German Profit Warnings Signal Trade Woes May Trigger Recession
This article by Jan-Patrick Barnert for Bloomberg may be of interest to subscribers. Here is a section:
Industrial companies have fared worst during the second-quarter earnings season. Expectations for German businesses were comparatively low, but even so, only 41% of them managed to beat sales estimates. The ratio is well above 50% in France, Italy and Spain.
The consequences are starting to be felt. Unemployment rose by a total of 62,000 in the three months through July and demand for new workers continued to soften. That’s bad news for a country hoping to make up dwindling exports with consumption and investment. Domestic demand still supported the economy in the second quarter but that might change once uncertain prospects prompt companies and households to rein in spending.
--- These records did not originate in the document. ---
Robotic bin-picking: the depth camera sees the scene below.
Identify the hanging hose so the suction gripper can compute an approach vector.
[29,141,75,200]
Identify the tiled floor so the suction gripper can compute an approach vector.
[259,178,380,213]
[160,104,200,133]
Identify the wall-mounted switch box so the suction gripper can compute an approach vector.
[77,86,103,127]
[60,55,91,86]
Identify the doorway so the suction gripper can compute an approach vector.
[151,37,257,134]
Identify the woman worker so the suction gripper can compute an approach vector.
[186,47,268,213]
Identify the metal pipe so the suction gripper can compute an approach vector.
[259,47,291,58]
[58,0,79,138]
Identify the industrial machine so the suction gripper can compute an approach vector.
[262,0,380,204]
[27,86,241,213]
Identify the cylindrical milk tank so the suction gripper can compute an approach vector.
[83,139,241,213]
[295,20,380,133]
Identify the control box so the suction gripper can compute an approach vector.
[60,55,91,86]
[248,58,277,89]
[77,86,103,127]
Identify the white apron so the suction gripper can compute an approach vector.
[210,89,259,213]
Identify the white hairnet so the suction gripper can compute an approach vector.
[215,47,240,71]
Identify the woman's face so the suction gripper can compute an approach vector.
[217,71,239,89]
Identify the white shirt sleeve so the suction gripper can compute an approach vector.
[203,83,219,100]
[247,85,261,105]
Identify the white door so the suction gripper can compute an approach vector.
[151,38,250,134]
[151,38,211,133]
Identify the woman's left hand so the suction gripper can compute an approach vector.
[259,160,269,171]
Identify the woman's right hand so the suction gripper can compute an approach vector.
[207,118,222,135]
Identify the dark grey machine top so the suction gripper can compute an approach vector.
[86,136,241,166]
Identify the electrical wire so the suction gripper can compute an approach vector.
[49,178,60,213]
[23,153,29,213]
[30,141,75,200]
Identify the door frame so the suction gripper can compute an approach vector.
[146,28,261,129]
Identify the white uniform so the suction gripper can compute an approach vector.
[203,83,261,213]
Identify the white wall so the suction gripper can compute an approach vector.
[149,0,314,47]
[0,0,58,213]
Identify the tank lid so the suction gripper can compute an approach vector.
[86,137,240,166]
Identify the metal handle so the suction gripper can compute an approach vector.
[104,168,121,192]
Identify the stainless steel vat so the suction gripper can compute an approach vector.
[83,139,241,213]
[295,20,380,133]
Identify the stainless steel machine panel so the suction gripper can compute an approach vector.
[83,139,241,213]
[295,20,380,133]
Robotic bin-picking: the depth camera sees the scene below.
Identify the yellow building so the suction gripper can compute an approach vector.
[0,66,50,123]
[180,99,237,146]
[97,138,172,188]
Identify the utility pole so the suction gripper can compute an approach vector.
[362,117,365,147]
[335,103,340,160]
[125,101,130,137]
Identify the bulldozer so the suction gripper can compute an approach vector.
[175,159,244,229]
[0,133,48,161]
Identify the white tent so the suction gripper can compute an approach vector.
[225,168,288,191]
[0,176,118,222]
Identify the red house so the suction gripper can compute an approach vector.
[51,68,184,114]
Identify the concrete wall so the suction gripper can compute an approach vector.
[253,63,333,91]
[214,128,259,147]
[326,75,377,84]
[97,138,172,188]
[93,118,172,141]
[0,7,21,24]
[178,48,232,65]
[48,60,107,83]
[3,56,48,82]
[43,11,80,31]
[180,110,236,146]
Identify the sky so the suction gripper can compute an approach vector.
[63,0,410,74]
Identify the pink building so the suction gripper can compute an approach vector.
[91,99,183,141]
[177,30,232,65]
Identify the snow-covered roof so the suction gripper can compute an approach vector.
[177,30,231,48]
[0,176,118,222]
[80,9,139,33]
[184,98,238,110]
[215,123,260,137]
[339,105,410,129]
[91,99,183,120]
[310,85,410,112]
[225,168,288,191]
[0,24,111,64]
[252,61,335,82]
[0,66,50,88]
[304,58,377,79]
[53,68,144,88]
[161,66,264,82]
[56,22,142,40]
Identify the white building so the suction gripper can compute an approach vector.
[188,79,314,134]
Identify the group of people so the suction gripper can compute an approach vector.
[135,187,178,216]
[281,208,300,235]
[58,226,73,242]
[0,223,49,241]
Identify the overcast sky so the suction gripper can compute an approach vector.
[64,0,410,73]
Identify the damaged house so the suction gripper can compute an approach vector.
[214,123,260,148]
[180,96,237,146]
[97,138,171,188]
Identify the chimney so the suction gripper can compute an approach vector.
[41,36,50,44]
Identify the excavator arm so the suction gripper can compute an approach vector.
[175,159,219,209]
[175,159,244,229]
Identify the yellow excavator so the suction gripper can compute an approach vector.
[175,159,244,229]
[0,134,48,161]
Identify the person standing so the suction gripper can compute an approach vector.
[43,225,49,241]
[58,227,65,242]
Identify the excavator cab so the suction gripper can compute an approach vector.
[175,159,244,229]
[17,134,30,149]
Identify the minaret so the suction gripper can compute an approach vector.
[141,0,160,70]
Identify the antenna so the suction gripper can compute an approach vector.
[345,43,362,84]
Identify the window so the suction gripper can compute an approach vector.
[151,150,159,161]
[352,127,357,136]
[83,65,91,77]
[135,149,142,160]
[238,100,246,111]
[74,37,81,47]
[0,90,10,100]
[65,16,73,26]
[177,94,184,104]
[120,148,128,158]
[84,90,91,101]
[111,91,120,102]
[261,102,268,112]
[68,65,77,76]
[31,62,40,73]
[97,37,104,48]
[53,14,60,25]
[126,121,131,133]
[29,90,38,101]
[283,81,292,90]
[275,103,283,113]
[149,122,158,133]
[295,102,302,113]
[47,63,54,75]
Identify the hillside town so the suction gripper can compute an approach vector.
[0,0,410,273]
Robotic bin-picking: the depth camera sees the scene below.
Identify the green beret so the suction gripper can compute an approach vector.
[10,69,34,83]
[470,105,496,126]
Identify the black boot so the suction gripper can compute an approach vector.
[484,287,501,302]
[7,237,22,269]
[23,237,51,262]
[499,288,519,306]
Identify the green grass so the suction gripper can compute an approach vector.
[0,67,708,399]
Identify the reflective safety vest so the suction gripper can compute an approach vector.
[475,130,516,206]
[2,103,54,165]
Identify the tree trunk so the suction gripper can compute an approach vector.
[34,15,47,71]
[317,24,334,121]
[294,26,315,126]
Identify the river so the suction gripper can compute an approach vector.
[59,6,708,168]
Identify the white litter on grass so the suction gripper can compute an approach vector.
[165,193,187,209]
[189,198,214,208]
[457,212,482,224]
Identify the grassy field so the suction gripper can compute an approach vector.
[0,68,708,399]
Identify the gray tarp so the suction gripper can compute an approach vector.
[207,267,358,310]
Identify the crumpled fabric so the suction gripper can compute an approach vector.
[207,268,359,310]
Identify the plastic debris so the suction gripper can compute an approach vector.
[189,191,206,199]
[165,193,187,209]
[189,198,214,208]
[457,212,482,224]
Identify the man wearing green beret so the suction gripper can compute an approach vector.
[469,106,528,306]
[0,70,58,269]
Economists at Deutsche Bank AG and ABN Amro Group NV see Germany’s economy contracting again in the third quarter, pushing the nation in recession -- it’s first in six and a half years. Many more analysts say the risk of such a scenario has increased significantly after Wednesday’s report.
Germany relies on the rest of the Eurozone and China for its exports. Europe is totally dependent on the ECB’s monetary stimulus for growth because individual countries cannot engage in fiscal stimulus or devalue their shared currency. With the measly LTRO program announced at the end of last year and reluctance to admit ending quantitative easing was a mistake, the EU economy is foundering and hitting Germany harder than most. China’s continued focus on the domestic consumer rather than heavy industry also represents a headwind for Germany.
The MDAX Index of mid-caps needs to hold the 24000 area if medium-term scope for continued higher to lateral ranging is to be given the benefit of the doubt.
The Euro continues to hold a medium-term sequence of lower rally highs as it repeatedly encounters resistance in the region of the trend mean.